I lit another cigarette without realizing that I hadn’t finished the first one. Dale and I were both on edge. We’d never hired a girl before, and there was no doubt that things would have to change. For instance, we’d probably have to cut down on our profanity. I looked down the street to see if Mirela was coming, but there wasn’t a soul in sight.
“She’s late,” said Dale.
“She probably just got lost.”
“You sure know how to pick ’em.”
Dale started pacing irritably, which made me irritable, but instead of pacing I drove our sad old Dodge pickup out of the garage. It was about twenty years old, and looked like something you’d find abandoned in the middle of a Saskatchewan farmer’s wheat field. Rust had settled into its every pore, giving it a tubercular appearance. “Summit Window Cleaners – Look on the Bright Side” was barely legible on the door panels. You couldn’t ask for worse advertising. The garage itself was at least a hundred years old, and had been a horse stable once upon a time. Years after I quit window cleaning, I looked at a picture of the place and I swear I could still smell old horse manure. The walls inside had been plastered with Playboy centrefolds. Billy’s work.
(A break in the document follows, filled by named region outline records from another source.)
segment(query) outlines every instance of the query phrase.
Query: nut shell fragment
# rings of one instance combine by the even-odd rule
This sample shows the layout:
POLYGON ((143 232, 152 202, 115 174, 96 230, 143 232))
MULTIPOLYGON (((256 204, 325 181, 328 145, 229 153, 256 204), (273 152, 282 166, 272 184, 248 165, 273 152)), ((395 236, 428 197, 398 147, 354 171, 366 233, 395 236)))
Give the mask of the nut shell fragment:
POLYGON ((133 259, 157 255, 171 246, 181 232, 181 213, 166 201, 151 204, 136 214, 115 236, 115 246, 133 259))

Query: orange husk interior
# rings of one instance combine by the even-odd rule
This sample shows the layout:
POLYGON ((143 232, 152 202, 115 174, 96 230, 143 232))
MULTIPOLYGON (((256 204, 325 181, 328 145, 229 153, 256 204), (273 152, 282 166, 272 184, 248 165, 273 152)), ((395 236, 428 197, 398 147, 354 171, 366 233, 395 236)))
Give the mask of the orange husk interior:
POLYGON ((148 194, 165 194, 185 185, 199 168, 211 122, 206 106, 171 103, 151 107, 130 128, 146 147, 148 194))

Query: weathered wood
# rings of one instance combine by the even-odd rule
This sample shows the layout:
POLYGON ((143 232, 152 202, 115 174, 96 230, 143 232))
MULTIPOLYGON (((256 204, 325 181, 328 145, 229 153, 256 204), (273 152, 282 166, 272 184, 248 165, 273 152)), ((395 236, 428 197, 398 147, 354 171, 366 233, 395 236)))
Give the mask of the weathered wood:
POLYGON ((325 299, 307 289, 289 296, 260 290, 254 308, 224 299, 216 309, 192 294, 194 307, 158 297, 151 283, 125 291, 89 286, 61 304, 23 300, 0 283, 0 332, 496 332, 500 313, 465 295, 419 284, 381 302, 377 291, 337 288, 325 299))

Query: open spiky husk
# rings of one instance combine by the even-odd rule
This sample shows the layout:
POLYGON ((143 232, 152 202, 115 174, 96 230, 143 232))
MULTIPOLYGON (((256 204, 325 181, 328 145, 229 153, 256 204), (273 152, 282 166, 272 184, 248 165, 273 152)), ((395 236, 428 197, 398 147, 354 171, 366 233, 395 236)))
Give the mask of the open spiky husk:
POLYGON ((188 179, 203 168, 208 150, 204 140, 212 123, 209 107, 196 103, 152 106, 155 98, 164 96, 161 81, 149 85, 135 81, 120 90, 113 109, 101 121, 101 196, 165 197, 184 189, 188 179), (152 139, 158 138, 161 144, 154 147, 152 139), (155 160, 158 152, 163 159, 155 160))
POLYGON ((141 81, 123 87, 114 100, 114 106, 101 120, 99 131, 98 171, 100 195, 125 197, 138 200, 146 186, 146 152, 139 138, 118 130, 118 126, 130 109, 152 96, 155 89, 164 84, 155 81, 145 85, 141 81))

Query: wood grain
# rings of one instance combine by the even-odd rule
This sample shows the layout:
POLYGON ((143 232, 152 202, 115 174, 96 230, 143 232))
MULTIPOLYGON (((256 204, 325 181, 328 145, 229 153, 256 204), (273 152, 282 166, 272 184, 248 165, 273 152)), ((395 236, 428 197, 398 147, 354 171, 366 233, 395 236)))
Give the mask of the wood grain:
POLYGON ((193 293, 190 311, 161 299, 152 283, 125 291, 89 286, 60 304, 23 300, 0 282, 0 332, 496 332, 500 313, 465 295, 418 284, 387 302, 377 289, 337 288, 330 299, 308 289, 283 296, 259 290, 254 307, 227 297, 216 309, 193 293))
Once we knew that a girl would be working for us, Dale and I had spent most of one day tearing them all down. Now they were crumpled up in a big garbage bag in the back. I pulled one out at random. Her name was Tricia Lange. I guess she was good looking. She was naked, anyway. I flipped it over and read. Her turn-ons were eye contact, smiles, intelligent minds, warm water, rock ‘n’ roll music, and fast cars. Her turn-offs were cigarette smoke, traffic, smog, and insensitive and insecure people. For some reason, I folded it and stuffed it into my coat pocket, grabbed my coffee off the dash and went back to stand beside Dale. The wind was really ripping now.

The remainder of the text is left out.